Saturn's B and C rings disappear behind the immense planet. Where they
meet the limb, the rings appear to bend slightly owing to
upper-atmospheric refraction.
Crenulations --irregularly wavy or serrated features -- in the planet's
clouds denote the locations of turbulent belt/zone boundaries.

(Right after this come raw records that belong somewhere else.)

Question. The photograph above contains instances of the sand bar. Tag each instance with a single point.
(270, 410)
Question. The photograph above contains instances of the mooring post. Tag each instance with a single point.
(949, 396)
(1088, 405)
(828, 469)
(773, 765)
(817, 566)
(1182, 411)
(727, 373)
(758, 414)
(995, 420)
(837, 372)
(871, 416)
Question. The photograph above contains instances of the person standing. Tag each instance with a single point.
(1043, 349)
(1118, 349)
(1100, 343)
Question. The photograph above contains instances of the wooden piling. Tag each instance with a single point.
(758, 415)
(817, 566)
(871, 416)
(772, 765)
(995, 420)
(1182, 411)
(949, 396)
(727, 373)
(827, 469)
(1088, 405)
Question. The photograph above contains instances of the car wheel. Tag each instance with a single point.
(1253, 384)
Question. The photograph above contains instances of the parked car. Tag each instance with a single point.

The image was taken using a spectral filter sensitive to wavelengths of
infrared light centered at 728 nanometers. The view was obtained with the
Cassini spacecraft wide-angle camera on Aug. 16, 2006 at a distance of
approximately 256,000 kilometers (159,000 miles) from Saturn. Image scale
is 12 kilometers (7 miles) per pixel.
The Cassini-Huygens mission is a cooperative project of NASA, the European
Space Agency and the Italian Space Agency. The Jet Propulsion Laboratory,
a division of the California Institute of Technology in Pasadena, manages
the mission for NASA's Science Mission Directorate, Washington, D.C. The
Cassini orbiter and its two onboard cameras were designed, developed and
assembled at JPL. The imaging operations center is based at the Space
Science Institute in Boulder, Colo.
For more information about the Cassini-Huygens mission visit
http://saturn.jpl.nasa.gov/home/index.cfm. The Cassini imaging team
homepage is at http://ciclops.org.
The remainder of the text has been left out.